Und das tat Trainer Schubert. Für Hazard kam Hahn ins Spiel. Und das hatte Folgen. Nur zwei Minuten nach der Einwechslung erzielte Hahn die erneute Führung, nachdem sich der Ball in Flipper-Manier durch den Strafraum bewegt hatte und ihm dann irgendwie vor die Füße fiel. Der Jubel war zunächst verhalten, weil viele eine Abseitsposition gesehen hatten. Aber das Tor zählte. Davon geschockt, waren die Young Boys in der Folge etwas unkonzentriert und Raffael versuchte eine Direktabnahme, die zum 1:3 abgefälscht wurde. Jaaaaaaaaaa! Das sollte es jetzt doch sein. Bern kam nur noch einmal gefährlich vors Tor, aber seiner Freiheit überrascht, verdaddelte der Berner Stürmer diese Großchance.

Am Ende war es ein verdienter Sieg gegen gute junge Jungen, die im Rückspiel keineswegs zu unterschätzen sind. Angesichts des Auswärtssiegs mit drei geschossenen Toren war uns aber nicht bange, dass die Gruppenphase der Championsleague erreicht wird.

Die Mannschaft bedankte sich vor der weißen Wand für die lautstarke Unterstützung. Und dann war noch etwas Geduld gefragt. Wie immer beim Europapokal, mussten wir Gästefans noch etwas im Block verweilen, bis wir herausgelassen wurden. Das war für den einen oder anderen unserer Leute die Gelegenheit, wieder fit zu werden. Schon zu Beginn der zweiten Hälfte war unser Präsi, durch Weinschorle leicht angeschlagen, sanft eingeschlummert. Stell dir vor, du fährst zum Europapokal und du verpennst das Spiel.
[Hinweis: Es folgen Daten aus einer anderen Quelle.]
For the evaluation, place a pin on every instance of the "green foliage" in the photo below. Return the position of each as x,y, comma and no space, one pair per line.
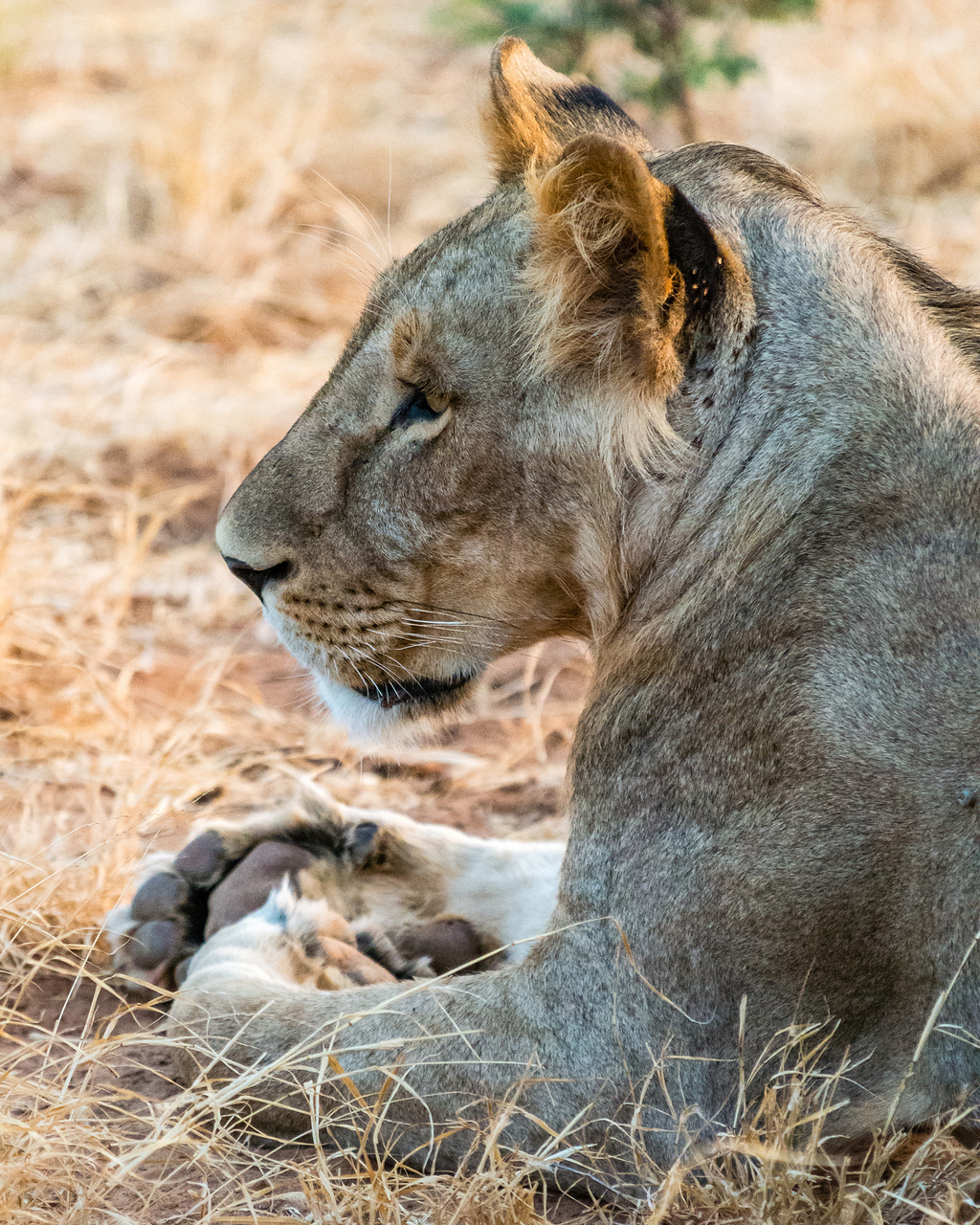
561,32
Das geht ja gar nicht! Und damit nicht genug. Gerüchten zufolge soll er an das leckere Abendessen vor dem Spiel keinerlei Erinnerung mehr gehabt haben.
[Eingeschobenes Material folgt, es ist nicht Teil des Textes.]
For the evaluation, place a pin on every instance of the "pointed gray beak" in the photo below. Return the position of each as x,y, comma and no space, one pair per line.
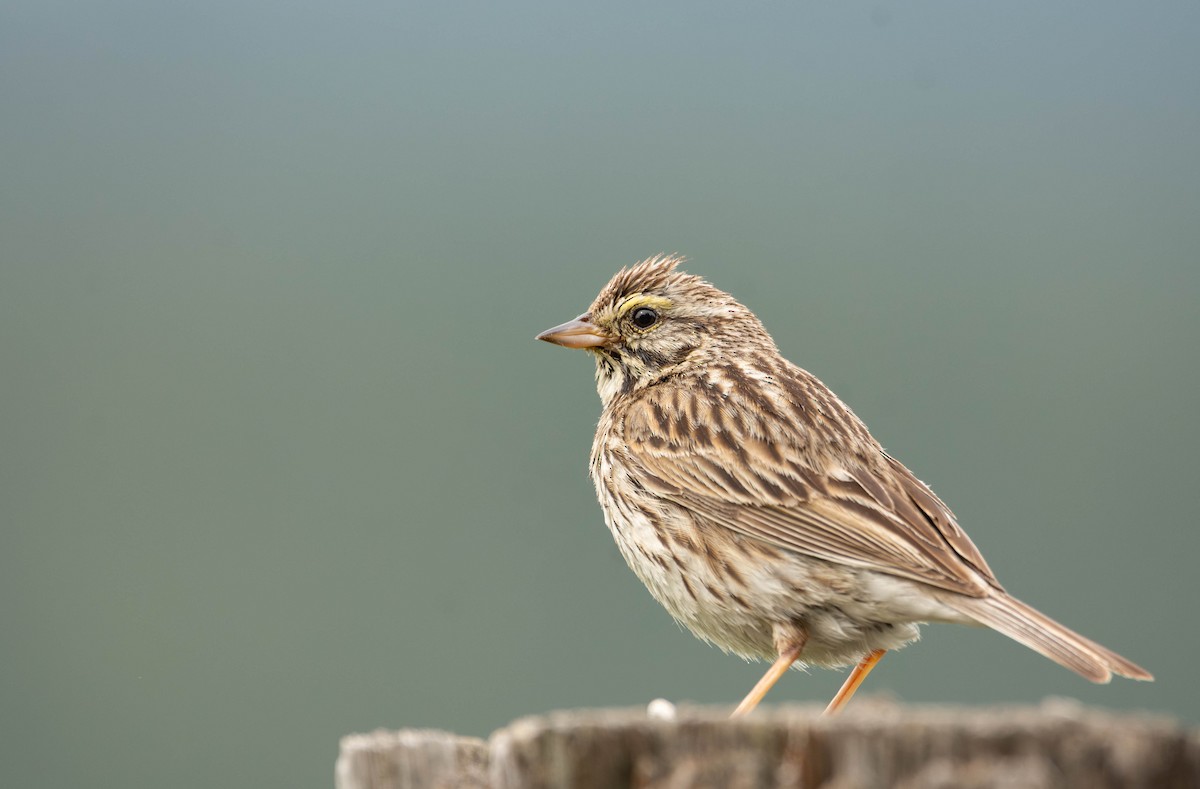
580,332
Als wir schließlich rausgelassen wurden, verabschiedeten wir uns von den Leuten, die jetzt noch zurückfahren wollten. Und wir machten uns ohne Umwege auf den Weg zur Wohnung. Der Tag war doch sehr anstrengend gewesen und alle hingen jetzt etwas in den Seilen. Nach einem Absackerbierchen in der Wohnung waren alle recht schnell in den Kojen verschwunden.

Am nächsten Morgen war nach dem Frühstück, bei dem Ali McGyver persönlich den Kaffee zubereitete, packen angesagt. Und es war an der Zeit, sich zu verabschieden. Die Fünfer-Fahrgemeinschaft fuhr ab und ich entschied mich dazu, den Weg zum Bahnhof zu Fuß zurückzulegen. Es war die richtige Entscheidung, denn ich bekam doch sehr lohnenswerte Blicke auf die Altstadt und den Fluß, der die Stadt durchfließt, geboten. Auch in der Altstadt gab es viele schöne Motive.

Plötzlich hörte ich vertraute Rufe. Der Rest der Borussenfestung hatte sich auch dazu entschlossen, der Altstadt vor der Abfahrt noch einen Besuch abzustatten. Und so trafen wir uns wieder. Lange dauerte die erneute Begegnung aber nicht, weil ich meinen Zug erwischen musste. Und vorher wollte ich noch was essen. Im Partyviertel wurde ich fündig. Die spinnen, die Schweizer! Zwölf Franken für einen Döner! Und das war das billigste Gericht auf der Karte! Naja, ist ja nicht jeden Tag so.

Am frühen Abend traf ich wieder in Siegen ein. Mal wieder war es eine gelungene Auswärtstour. Eine schöne Stadt, nette Gastgeber, ein Auswärtssieg und die weiße Wand werden in Erinnerung bleiben. Jetzt war erst mal Fußball-Pause. Aber nur für einen Tag. Denn schon am Freitag würden wir wieder in Sachen Borussia auf Achse sein. Wir würden Deutschland in nur drei Tagen von Süden nach Norden durchquert haben. Nach der Metropole Bern würde uns das Dörfchen Drochtersen erwarten.